By Dr. Becker
Researchers at Arizona State University made a startling discovery while studying a lovely little songbird called the wild house finch. The researchers set out to investigate intestinal parasites and the canarypox virus in the birds, along with the effect of spreading urbanization on the birds' stress response system.1
What they discovered, according to Science Daily, is a first:
"Humans living in densely populated urban areas have a profound impact not only on their physical environment, but also on the health and fitness of native wildlife. For the first time, scientists have found a direct link between the degree of urbanization and the prevalence and severity of two distinct parasites in wild house finches.
"Loss of natural habitat may be a driving force behind increases in avian parasite infections."
Wild house finches inhabit the desert southwest in the U.S., and are also now found throughout North America. Adult male birds are five to six inches long. They have a bright red, orange or yellow crown, breast and rump feathers.
Researchers Measure Effects of Urban Sprawl on Male House Finches
The team of researchers studied male house finches at multiple locations throughout Maricopa County in central AZ. Each location (a total of seven) was different in terms of the number of people living within about a half mile. The number of residents ranged from around a dozen to more than 17,000.
The researchers evaluated a total of 13 different urbanization factors, including soil disturbance and cultivation. They also weighed the potential connection between oxidative stress, the level of urbanization, and parasitic infections to determine if increased rates of infection correlated with increased stress levels in the house finches.
One of the ASU researchers, Mathieu Giraudeau, in an interview with Science Daily, pointed out that:
"Several studies have measured parasite infection in urban animals, but surprisingly we are the first to measure whether wild birds living in a city were more or less infected by a parasite and a pathogen, as well as how these infections are linked to their physiological stress."
Birds in Urban Areas Tend to Be Heavier, and Heavier Birds Have More Parasites
Natural habitats and ecosystems have been radically altered to accommodate urban sprawl. Current estimates are that over half the world's population now lives in cities.
There is growing concern about the spread of diseases from urban wildlife to humans. Studies suggest that perhaps 75 percent of the world's emerging infectious diseases are zoonotic, meaning they can be passed from animals to humans.

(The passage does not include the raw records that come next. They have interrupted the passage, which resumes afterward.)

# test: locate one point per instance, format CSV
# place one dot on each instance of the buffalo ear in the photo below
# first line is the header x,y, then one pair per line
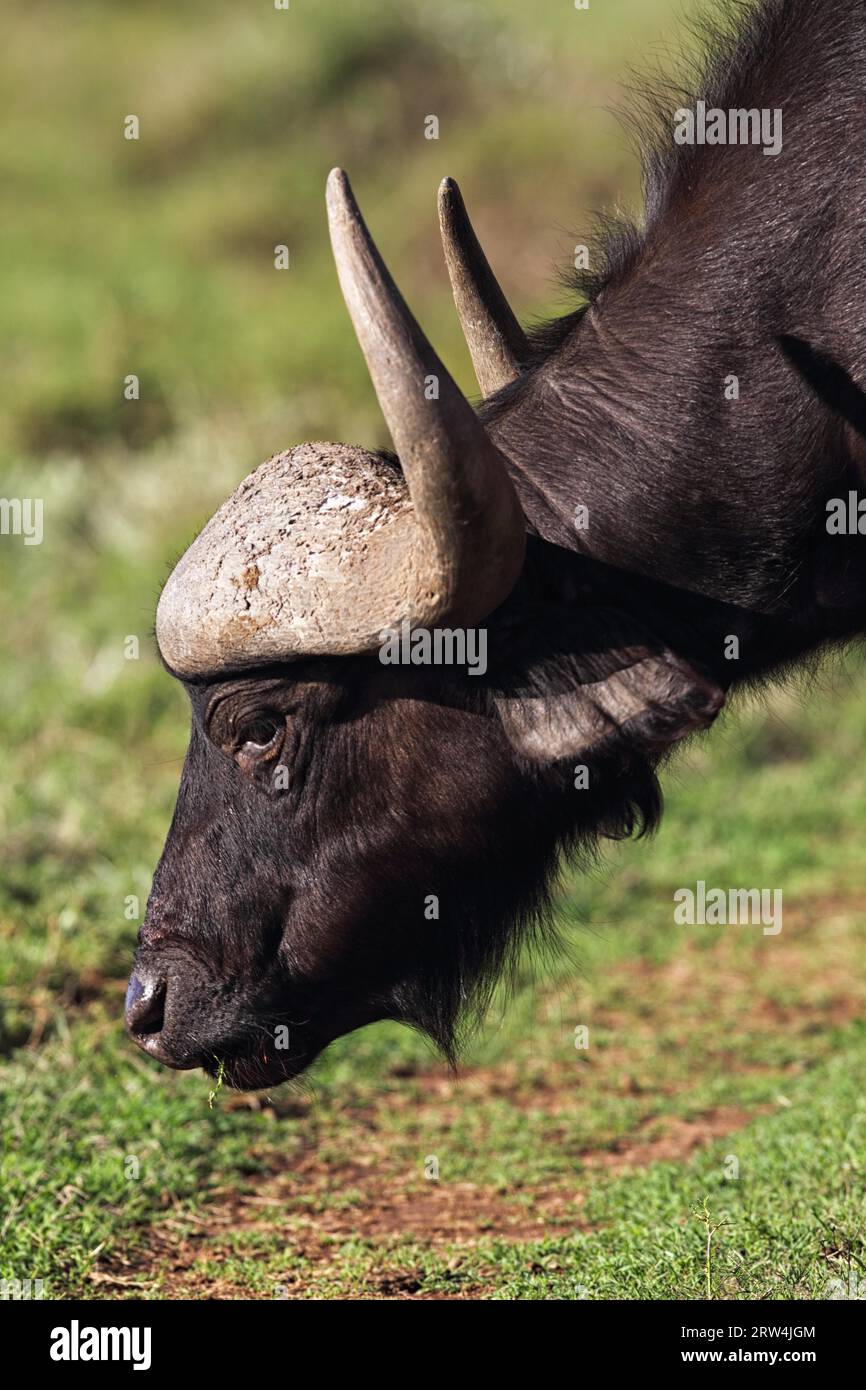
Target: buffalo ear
x,y
633,688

There is also concern that wild animals living in or near urban areas are acquiring multiple types of diseases, and scientists are now investigating cause and effect. Are urban animals suffering from compromised immune systems and therefore are less able to fight off infections? Or are they acquiring more disease through increased contact with other infected animals?
The ASU team learned that GI parasitic infections in birds are higher in urban areas where the soil is compacted and vegetation is cultivated. Birds from locations with more cultivated vegetation are heavier, and heavier birds are significantly more infected by parasites than smaller birds. The parasites, called coccidians, inhabit a bird's gut and interfere with nutrient absorption.
Study Concludes Loss of Natural Habitat Contributes to Avian Parasitic Infections
The researchers also found that the number of house finches with poxvirus infections was greater in more urbanized areas. I have found this to be true as a wildlife rehabilitator as well; I have more poxvirus positive birds coming to me from cities vs. more rural communities. The researchers did now, however, find a connection to oxidative stress. The avian poxvirus causes wounds on the feet, eyes, ears and wings. As the disease progresses, the lesions bleed and crust over and can lead to the loss of digits.
The ASU study authors determined that decreases in natural habitat may be a major contributor to increasing levels of avian parasite infections, and the same may be true in other animals.
The authors' conclusion:
"These results indicate that the physical presence of humans in cities and the associated altered urban landscape characteristics are associated with increased infections with both a virus and a gastrointestinal parasite in this common songbird resident of North American cities.
"Though we failed to find elevations in urban- or parasite/pathogen-mediated oxidative stress, humans may facilitate infections in these birds via bird feeders (i.e. horizontal disease transmission due to unsanitary surfaces and/or elevations in host population densities) and/or via elevations in other forms of physiological stress (e.g. corticosterone, nutritional)."